Several flow battery manufacturers have now based their product line on modular batteries with fixed-size tanks. Although this precludes the opportunity to modify the power/energy ratio of the batteries, it offers standardisation, which should encourage large-scale production and so drive down costs through economies of scale. Our current cost estimates for these units are in the range of £400-900/kWh ($515-1160), which is comparable to lithium-ion battery systems when whole life costs are considered. We expect there to be cost reductions throughout the flow battery industry— vanadium prices are beginning to stabilise, other flow battery types use less expensive electrolytes, and future price targets could be as low as £200/kWh ($257), which would make them very competitive. The caveat on all of these costs is to make sure the comparison is made evenly: avoiding the headline cost of the battery or energy storage component, and focussing on the overall project cost and complete life-cycle cost of the system when it is connected to the network.
There are fewer flow battery installations to study as case examples, but with notable achievements, such as Sumitomo’s new 51MWh battery in Hokkaido and a flow battery/lithium-ion hybrid battery installation by Invinity in Oxford.
There needs to be a very clear commercial and technical case for choosing a new energy storage technology over one of the incumbents. The decision might be made on environmental or safety grounds, after considering the whole life cycle cost of the battery system. It could be that for a particular size, energy capacity and power rating, one technology becomes a clear leader. But the requirement for energy storage is not fixed. In many instances, it is a case of installing a flexible system to provide certainty of power and energy in an uncertain world.
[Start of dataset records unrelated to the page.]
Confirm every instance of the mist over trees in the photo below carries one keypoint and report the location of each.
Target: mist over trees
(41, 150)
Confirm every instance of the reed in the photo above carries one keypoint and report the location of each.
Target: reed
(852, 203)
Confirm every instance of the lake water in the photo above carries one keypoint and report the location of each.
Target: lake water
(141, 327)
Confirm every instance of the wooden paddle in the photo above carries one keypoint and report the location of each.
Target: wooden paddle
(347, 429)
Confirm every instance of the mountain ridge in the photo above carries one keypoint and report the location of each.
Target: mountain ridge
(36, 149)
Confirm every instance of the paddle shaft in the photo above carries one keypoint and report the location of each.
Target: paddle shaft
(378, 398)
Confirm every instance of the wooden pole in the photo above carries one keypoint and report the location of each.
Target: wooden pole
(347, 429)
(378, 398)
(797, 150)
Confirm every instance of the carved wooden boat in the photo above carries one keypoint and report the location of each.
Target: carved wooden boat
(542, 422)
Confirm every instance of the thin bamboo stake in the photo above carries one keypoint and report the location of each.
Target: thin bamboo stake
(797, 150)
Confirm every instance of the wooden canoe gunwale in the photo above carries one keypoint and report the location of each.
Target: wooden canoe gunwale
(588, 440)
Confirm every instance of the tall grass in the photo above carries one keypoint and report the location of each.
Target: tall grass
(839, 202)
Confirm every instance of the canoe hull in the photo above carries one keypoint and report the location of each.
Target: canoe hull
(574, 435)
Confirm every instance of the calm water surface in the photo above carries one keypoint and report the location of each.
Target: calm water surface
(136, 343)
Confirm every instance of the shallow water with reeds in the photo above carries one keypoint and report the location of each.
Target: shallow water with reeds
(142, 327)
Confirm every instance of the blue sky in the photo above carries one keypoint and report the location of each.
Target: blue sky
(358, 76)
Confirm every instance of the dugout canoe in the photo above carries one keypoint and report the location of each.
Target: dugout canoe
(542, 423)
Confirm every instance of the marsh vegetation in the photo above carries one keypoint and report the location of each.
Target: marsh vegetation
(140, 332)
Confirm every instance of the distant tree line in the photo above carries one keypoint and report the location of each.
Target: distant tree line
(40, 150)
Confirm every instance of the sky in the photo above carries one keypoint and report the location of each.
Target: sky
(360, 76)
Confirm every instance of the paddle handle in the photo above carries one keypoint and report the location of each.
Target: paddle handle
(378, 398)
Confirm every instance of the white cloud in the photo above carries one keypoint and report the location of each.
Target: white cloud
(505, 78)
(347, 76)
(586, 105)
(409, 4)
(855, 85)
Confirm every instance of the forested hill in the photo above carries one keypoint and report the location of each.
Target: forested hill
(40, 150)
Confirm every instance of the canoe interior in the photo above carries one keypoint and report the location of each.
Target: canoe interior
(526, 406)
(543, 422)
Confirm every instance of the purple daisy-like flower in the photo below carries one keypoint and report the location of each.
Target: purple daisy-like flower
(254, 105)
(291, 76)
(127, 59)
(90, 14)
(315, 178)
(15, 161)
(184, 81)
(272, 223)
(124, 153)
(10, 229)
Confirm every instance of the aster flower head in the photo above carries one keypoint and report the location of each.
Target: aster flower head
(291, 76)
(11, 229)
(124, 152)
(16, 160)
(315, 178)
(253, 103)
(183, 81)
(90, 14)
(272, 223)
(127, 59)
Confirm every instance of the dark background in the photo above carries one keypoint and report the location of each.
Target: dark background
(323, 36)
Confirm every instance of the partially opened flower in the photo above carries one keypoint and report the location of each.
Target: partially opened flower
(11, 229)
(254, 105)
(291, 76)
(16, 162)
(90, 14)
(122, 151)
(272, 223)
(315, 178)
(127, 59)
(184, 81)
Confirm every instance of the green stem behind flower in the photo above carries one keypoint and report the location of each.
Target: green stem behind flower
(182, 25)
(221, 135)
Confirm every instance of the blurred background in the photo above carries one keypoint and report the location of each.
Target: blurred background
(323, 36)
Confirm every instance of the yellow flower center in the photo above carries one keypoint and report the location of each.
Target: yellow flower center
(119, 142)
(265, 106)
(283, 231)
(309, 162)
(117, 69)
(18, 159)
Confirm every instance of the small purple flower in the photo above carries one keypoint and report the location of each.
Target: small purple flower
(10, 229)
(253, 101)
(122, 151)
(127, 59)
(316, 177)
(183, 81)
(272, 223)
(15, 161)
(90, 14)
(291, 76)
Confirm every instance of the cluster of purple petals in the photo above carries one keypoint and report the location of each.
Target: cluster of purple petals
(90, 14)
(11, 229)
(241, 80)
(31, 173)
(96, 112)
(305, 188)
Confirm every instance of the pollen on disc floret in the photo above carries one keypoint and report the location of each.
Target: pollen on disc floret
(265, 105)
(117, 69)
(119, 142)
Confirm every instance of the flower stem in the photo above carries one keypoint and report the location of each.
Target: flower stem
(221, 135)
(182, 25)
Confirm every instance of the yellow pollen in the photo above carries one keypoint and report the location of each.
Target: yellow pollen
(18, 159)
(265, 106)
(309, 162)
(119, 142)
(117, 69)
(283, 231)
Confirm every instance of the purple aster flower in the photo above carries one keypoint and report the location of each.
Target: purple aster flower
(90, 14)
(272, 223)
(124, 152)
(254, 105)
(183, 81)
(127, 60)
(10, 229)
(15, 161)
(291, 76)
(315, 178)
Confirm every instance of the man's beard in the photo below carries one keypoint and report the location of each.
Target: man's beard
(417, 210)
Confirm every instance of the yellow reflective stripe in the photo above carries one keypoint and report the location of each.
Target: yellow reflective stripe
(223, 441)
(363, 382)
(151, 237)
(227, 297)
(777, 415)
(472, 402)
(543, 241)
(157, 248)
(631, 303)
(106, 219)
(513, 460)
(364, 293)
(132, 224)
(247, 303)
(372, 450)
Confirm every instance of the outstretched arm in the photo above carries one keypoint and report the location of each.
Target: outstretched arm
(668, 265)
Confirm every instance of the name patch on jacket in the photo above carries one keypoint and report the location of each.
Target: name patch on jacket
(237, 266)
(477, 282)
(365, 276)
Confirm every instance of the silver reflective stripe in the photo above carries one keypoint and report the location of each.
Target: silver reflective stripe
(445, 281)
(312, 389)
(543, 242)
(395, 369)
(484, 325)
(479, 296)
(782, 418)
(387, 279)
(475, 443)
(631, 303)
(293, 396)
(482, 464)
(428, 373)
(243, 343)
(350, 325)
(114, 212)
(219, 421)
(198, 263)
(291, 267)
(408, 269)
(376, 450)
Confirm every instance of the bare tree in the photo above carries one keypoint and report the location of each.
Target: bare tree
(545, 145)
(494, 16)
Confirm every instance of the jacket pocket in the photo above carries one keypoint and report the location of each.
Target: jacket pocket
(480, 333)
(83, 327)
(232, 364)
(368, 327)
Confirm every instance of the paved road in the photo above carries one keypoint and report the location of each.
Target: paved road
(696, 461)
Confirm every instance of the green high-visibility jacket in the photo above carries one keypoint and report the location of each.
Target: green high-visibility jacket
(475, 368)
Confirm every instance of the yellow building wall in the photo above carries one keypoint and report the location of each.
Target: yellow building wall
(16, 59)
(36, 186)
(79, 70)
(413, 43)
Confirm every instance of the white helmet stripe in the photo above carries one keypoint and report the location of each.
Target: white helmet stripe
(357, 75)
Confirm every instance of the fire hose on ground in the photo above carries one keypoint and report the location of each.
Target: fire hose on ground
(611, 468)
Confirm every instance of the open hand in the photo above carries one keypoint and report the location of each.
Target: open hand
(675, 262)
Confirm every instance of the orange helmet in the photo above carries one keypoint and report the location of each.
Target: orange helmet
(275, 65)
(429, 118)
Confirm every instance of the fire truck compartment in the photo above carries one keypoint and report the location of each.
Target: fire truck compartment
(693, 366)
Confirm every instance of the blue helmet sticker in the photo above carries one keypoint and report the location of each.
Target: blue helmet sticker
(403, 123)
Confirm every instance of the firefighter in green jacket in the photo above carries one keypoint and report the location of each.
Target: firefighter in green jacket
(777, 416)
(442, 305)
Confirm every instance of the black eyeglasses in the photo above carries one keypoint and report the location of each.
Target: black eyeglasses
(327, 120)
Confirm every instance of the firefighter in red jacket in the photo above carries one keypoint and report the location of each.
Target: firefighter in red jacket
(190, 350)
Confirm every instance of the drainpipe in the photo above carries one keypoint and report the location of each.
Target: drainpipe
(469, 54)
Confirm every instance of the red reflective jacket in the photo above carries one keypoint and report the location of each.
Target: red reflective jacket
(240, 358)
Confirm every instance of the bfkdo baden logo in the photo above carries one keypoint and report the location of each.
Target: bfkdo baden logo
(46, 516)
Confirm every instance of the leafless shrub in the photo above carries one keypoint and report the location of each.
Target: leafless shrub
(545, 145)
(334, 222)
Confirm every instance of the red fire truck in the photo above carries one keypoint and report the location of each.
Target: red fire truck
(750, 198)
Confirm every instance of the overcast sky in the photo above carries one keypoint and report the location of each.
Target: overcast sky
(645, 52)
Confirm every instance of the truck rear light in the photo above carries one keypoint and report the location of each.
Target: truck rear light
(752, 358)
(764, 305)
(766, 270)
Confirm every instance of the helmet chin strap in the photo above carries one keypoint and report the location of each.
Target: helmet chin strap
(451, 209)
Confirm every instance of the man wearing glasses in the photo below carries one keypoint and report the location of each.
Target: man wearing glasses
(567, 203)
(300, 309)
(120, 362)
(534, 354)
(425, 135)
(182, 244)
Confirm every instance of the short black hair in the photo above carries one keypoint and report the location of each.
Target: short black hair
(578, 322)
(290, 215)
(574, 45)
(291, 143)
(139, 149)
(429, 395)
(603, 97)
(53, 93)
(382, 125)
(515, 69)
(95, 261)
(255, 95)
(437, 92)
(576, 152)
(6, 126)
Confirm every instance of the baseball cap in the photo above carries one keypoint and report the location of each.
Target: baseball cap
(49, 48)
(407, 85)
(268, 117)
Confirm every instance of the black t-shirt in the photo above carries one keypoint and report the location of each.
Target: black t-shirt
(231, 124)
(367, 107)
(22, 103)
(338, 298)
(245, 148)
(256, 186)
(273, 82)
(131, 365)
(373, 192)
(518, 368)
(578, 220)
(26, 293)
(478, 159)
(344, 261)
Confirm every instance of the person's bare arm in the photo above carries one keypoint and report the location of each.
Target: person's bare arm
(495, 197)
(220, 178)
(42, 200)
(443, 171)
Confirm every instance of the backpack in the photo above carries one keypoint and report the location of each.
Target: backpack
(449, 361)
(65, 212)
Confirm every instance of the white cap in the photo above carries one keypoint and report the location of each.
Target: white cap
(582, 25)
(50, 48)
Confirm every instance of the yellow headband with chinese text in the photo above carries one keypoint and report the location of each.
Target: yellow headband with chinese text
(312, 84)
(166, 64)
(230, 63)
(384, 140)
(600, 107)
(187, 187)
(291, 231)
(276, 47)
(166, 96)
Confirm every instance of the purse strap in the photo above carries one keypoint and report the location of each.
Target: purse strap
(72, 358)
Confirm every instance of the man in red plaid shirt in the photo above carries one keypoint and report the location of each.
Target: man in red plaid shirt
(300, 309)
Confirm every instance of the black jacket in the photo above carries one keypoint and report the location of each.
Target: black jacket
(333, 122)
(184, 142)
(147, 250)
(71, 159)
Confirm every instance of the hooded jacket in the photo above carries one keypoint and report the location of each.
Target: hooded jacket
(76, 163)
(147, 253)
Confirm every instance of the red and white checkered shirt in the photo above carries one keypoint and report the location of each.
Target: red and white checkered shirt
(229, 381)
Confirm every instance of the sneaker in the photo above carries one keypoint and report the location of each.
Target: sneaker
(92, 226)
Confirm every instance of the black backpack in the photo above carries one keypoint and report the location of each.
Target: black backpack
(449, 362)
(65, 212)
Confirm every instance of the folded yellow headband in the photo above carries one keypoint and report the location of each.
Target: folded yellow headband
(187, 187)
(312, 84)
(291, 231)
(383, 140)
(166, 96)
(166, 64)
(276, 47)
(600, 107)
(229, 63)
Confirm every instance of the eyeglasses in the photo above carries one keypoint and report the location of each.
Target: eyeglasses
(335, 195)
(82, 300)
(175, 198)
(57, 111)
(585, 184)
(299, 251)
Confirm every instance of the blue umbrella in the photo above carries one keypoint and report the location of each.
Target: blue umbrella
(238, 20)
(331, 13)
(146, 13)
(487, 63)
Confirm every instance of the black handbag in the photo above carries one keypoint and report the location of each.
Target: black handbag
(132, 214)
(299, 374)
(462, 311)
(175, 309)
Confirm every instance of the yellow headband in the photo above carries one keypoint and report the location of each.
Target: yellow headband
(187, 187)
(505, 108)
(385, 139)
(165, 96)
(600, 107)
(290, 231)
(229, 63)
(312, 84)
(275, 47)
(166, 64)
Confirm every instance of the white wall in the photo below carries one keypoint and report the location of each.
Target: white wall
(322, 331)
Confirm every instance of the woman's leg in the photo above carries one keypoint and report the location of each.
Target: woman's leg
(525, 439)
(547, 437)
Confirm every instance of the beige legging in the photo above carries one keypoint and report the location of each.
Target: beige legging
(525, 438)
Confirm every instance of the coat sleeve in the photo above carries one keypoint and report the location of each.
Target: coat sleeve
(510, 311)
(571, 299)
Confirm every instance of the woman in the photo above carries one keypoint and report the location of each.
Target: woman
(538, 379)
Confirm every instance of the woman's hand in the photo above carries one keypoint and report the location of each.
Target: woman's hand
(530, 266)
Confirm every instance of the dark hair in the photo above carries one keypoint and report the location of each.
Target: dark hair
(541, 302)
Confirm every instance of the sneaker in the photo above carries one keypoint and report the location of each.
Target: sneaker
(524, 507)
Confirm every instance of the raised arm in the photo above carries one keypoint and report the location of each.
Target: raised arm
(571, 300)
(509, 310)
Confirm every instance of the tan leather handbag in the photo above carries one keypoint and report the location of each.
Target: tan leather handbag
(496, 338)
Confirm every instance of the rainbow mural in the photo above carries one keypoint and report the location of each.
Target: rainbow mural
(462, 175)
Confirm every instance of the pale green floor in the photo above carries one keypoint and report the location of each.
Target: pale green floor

I believe that longer duration energy storage is needed, and hope that we have a broad range of technology solutions to provide it. The industry should not just rely on one specific technology. We want to be able to embrace the benefits of many battery technologies, with their longer lifetimes, higher rates of recycling, lower costs of manufacture, and lower environmental burden. The market for energy storage needs to be considered alongside the formation of national and international energy policy, as we move towards a more sustainable world where zero-or low carbon electricity generation is the norm. I have three observations:
- Manufacturers are doing their part— raising funds for R&D, marketing their products, creating brand awareness and demonstrating real projects
- Energy policymakers don’t seem to be quite as enthusiastic as we would like in backing new technologies. There is a gold rush to build ‘Giga factories’ but not necessarily support for other technology types. Support for innovation only takes technology so far. In the energy sector, we need to build energy products that are capable of delivering success in repeated demonstrations
- Investors and project developers need to accept that some project risk is essential in order to make technical progress. Let’s try and find a way to encourage the uptake of new technologies.